For methods that change the internal state of the object in a way that may not be apparent, a '!' is suffixed to the method name to follow this convention. As an example in the RSL, you would probably expect the method "a string".upcase to return a copy of the original string in upper case, but the method "a string".upcase! would probably warn you that it would change the original object's internal state. This is an important distinction to know as a developer writing client code to the String class. This naming convention will keep you out of trouble. If a team mate decides to try out some of your APIs, then you can feel safe knowing you have warned him/her of potential danger spots.

@instance_variable [explicit]

Instance variables are explicitly prefixed with the '@' sign. Some may thing this is a Perlism that crept over, but in Perl '@' prefixed variables referred to arrays, if I remember correctly, so the usage is quite different. It should be noted that the '@' prefix is only used when referring to instance variables internally within the class. Using the '@' prefix does provide a convenient visual que that I am using an instance method which definitely improves readability of code.

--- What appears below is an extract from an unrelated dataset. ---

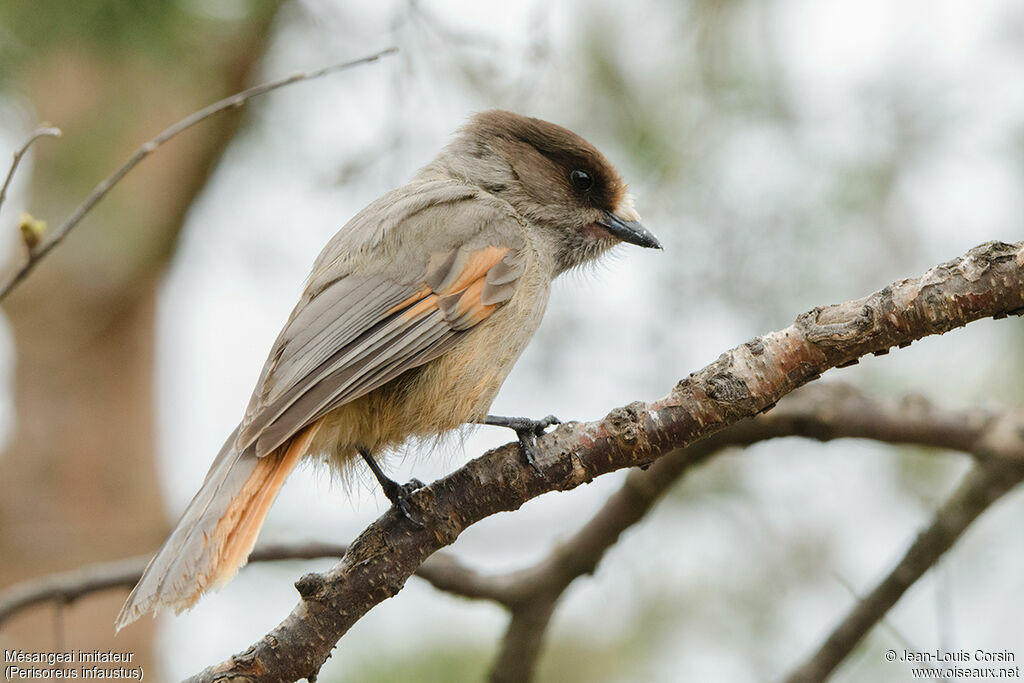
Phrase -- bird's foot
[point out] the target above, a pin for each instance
(527, 430)
(398, 494)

$global_variable [explicit]

To refer to global variables prefix the name with '$'. This is an explicit naming convention in Ruby, much like the '@' prefix for instance variables above. This gives a quick visual note that we are knowingly using globals. For me it also provides a psychological check, where I start to question my motives whenever using a global variable and usually end up refactoring code to avoid using globals.

SOME_CONSTANT or OtherConstant [kind of explicit:)]

Much like in Java and Python, Ruby's constant naming convention is not commonly consistent. Often developers use the capilized naming approach, while just as many use the camel case convention used for class and module names in Ruby. Personally, if the constant is accessible from the module or class, I default to using the former approach unless the project has a different preference. For internally accessible constants, it is probably a moot point. All in all I find using these or very close naming conventions to those listed here, help me become more productive as a Ruby developer. I also find it useful to notice the Ruby mindset of being as expressive as possible without being verbose implicitly defined in the naming rules above.